Overall SEEK job ads were up 13% year-on-year in March 2026, with construction posting the largest annual rise at 36%. The recovery is real, but it is concentrated in sectors where the available labour pool is thinnest.

More ads, fewer workers

Here is the uncomfortable paradox. Despite construction ads surging, construction employment actually fell by 4,300 workers in the year to December 2025, to 295,100. Stats NZ data for September 2025 showed construction filled jobs down 4.5% annually. Employers are advertising harder for workers who do not exist in sufficient numbers.

The 5.4% unemployed are not, in the main, diesel mechanics, HVAC technicians or automation engineers. They are concentrated in sectors and skill levels where the ad recovery has been weakest. Around 40% of New Zealand businesses report difficulty finding skilled workers, with technicians regularly among the hardest roles to fill.

SEEK NZ Country Manager Rob Clark framed the divide in February: “The longer-term picture is roles in engineering, farming, construction, trades, healthcare are all growing at about 20 percent year-on-year. So they’re the key drivers of activity at the moment.”

The South Island is outrunning the cities

The geographic pattern compounds the problem. SEEK’s February data shows Otago up 23.0% year-on-year, Southland up 21.3%, West Coast up 20.9%, Canterbury up 20.0%. Auckland and Wellington are showing little momentum.

This is the opposite of the traditional cycle, where main centres lead the recovery. A Southland engineering firm competing for a diesel technician is up against not just Christchurch employers but Australian resource projects offering higher wages and a warmer immigration welcome. The strongest demand is in the regions with the smallest available workforces.

AI is arriving but not rescuing anyone yet

AI references in job ads have risen 143.5% since March 2025, which sounds transformative until you see they still appear in only 2.9% of all ads. The technology shift is real but early-stage. Automation engineers topping the growth chart at 184.8% suggests businesses are investing in the capability, but the talent market for those roles is already fiercely competitive.

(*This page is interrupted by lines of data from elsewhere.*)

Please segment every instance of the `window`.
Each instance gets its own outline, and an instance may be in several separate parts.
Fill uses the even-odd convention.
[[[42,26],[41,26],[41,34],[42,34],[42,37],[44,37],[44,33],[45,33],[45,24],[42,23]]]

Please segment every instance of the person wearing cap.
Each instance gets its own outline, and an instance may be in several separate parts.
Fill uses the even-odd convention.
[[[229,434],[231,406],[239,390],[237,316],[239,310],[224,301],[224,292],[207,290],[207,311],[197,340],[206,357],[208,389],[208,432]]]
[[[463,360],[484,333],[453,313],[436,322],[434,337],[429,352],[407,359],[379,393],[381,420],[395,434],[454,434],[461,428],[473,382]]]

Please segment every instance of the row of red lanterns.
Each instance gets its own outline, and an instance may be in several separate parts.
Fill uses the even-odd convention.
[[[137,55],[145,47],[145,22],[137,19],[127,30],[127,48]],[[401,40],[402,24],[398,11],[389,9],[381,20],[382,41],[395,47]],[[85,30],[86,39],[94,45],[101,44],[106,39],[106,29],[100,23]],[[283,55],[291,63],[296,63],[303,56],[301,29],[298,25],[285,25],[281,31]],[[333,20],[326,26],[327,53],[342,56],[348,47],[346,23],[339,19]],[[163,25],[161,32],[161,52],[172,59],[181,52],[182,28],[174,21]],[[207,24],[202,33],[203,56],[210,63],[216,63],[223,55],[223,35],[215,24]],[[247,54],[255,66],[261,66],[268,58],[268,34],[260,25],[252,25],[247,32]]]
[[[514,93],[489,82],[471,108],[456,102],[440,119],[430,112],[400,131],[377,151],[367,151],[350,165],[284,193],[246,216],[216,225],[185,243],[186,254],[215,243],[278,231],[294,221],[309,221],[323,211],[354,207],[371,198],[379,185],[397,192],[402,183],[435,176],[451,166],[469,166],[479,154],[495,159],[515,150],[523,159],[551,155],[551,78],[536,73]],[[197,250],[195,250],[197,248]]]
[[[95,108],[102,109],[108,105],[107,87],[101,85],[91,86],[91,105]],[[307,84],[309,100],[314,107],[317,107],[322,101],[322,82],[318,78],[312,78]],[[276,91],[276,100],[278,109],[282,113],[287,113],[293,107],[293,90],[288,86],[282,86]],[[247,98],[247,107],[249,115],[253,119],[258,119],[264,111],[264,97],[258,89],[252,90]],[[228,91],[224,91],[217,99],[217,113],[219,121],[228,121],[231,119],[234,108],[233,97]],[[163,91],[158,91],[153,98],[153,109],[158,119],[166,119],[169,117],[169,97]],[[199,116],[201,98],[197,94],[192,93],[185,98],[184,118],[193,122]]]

MBIE’s 2026 hiring analysis confirms the structural drivers are long-term: population ageing, infrastructure demand, and replacement needs rather than short-term growth. Outside priority occupations, employers report wider candidate pools. Inside them, the squeeze is getting worse.

Waiting for the market to normalise is the wrong strategy

It is worth remembering how deep the preceding hole was. MBIE’s Jobs Online data for March 2025 showed ads falling 21.7% year-on-year, the tenth consecutive quarterly decline. The current recovery, impressive as the percentages look, is partly a rebound from that low base.

But in the sectors that matter to businesses with physical operations, the supply constraint is structural, not cyclical. Applications per job ad fell 2.4% month-on-month in February, and as the TechTrade February outlook noted bluntly, most project delays this year are caused not by funding or materials but by people.

Clark put the broader trajectory plainly: “We had a significant decline in job advertising, then it was pretty flat and now we’re seeing growth… because we’re seeing it across most industries and most geographies, that implies that it’s a genuine market movement.”

Businesses sitting on their hands waiting for the labour market to soften enough to hire on their terms are misreading the data. The market has softened, just not in the occupations where it matters. If you need a roofer, a truck driver, or an automation engineer, the window is narrowing. The 165,000 people looking for work are not the answer to your problem.